Volontaria al carcere, perché?

Un'esperienza riportata da una volontaria del carcere di Teramo. «Dio ci aiuti a sanare le piaghe del crimine che schiavizza i più poveri e aiuti quanti lavorano ogni giorno per rendere più umana la vita nelle carceri», ha detto il Papa all'Angelus di domenica scorsa.

Perché non andare?. Il volere comune è recludere ma dietro quella reclusione ci sono persone che, per rinascere, non possono essere dimenticate. L’abbandono, o meglio, il sentirsi abbandonate, non porta a quella rinascita, a quella possibilità di cambiare, di rinvenire un sé smarrito, che ha bisogno dell’altro per potersi ritrovare. C’è proprio la necessità di riapprendere il bene, di recuperare ciò che è stato smarrito, offeso, deviato, rovesciato ed oscurato. Il male è un baratro dove sprofondi e dal quale non esci se il bene non ti tende la mano. Ecco perché andare. Non andare significa recludere, dimenticare, abbandonare.

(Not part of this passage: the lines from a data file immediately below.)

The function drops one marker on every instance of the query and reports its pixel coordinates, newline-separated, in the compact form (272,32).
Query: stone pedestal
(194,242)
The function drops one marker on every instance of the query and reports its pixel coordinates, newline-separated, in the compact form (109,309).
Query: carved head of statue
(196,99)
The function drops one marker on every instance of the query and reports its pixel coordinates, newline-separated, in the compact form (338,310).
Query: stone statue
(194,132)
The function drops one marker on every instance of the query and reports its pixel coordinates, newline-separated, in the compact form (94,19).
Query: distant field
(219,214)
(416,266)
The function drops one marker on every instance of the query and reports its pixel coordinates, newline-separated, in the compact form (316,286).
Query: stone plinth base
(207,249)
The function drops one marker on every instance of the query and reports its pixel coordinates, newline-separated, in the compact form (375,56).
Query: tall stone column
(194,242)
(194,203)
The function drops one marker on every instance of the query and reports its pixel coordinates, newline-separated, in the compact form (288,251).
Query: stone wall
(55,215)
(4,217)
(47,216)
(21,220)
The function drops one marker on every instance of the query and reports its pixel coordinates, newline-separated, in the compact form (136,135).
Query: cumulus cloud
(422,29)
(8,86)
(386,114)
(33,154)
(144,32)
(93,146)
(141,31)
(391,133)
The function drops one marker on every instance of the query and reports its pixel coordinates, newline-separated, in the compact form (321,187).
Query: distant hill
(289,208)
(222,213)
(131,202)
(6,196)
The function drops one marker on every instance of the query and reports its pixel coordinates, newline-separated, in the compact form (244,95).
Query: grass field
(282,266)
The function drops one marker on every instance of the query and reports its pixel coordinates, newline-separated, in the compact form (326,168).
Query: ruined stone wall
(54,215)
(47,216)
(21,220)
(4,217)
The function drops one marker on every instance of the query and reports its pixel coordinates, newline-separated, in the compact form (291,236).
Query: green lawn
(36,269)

Io volevo andare, ma occuparmi dei bambini, invece sono andata come una bambina e mi sono così annullata che mi sono sentita Giovanna, Elvira, Giuseppina… Il carcere non si può raccontare, perché ti entra dentro così profondamente che lo senti. Senti il freddo delle mura, che non lasciano passare il calore del sole. Le finestre non illuminano abbastanza e per questo non riescono ad eliminare le ombre.

Io non esisto se tu non ci sei, ma se tu ci sei siamo Noi. Nella realtà del carcere Noi, Gabriella, Teresa, Elisabetta, Luisa, Amedeo, Martina, gli agenti di custodia e tutte le recluse e i reclusi costruiamo quel campanile di Città Nuova che vuole includere anziché emarginare. Il pregiudizio è vecchio, appartiene al passato, vogliamo edificare il nuovo, come una città ideale che include, accoglie, accompagna anche fuori le mura della casa circondariale, perché quando si aprono i cancelli e si torna a vivere “il fuori”, che ha mille incognite, insieme possiamo farcela.

Era il 16 agosto, avevo una mano completamente scottata da una pentola di besciamella bollente che mi aveva procurato una scottatura di 2° grado. Dovevo andare a prendere Elena che finiva la pena e accompagnarla alla stazione. Il giorno prima anche lei si era scottata con la moka e la notte non era riuscita a dormire, anche perché aveva sognato di non trovarmi davanti al piazzale ad aspettarla.

Dal carcere quella mattina mi chiamano tre volte, per confermare e mi informano dell’orario preciso di uscita della detenuta. Arrivo ed aspetto. Quando esce, Elena è sorridente e piena di buste. Mi saluta con affetto e mi confessa di avere uno stato ansioso che le durava da giorni. Le avevamo acquistato abiti nuovi, così si spoglia e si cambia in macchina. Dalla casa circondariale alla stazione ci vogliono circa 15 minuti, durante il tragitto parliamo come due vecchie amiche.

Appena arrivate, io vado a fare il biglietto con una busta che conteneva 600 euro, i risparmi che aveva accumulato durante la detenzione e li portava tutti in una busta gialla. Dico allora ad Elena di nasconderla e di tenere a portata di mano solo 20 euro. Entriamo in stazione: il treno stava per ripartire. Chiedo alla capostazione, una bella ragazza, di aspettare, perché dovevamo prendere le buste. Ci guarda intensamente e altrettanto intensamente ci ha amate con la sua risposta: «Datemi il biglietto che adesso lo vado ad obliterare».

In macchina, io con una sola mano, ed Elena anche, non riusciamo a prendere tutto. Allora si avvicina un ragazzo di colore e ci dice: «Porto io». La capostazione aveva uno sguardo radioso, dal treno ci guardano sorridenti. Io e il ragazzo saliamo sul convoglio, lui lascia le buste e scende, io saluto Elena augurandole una vita nuova.

L’amore è contagioso, perché è dono, è il dono più bello e più prezioso che il genere umano ha ricevuto e ridonarlo non costa niente.Buona vita nuova Elena, insieme possiamo.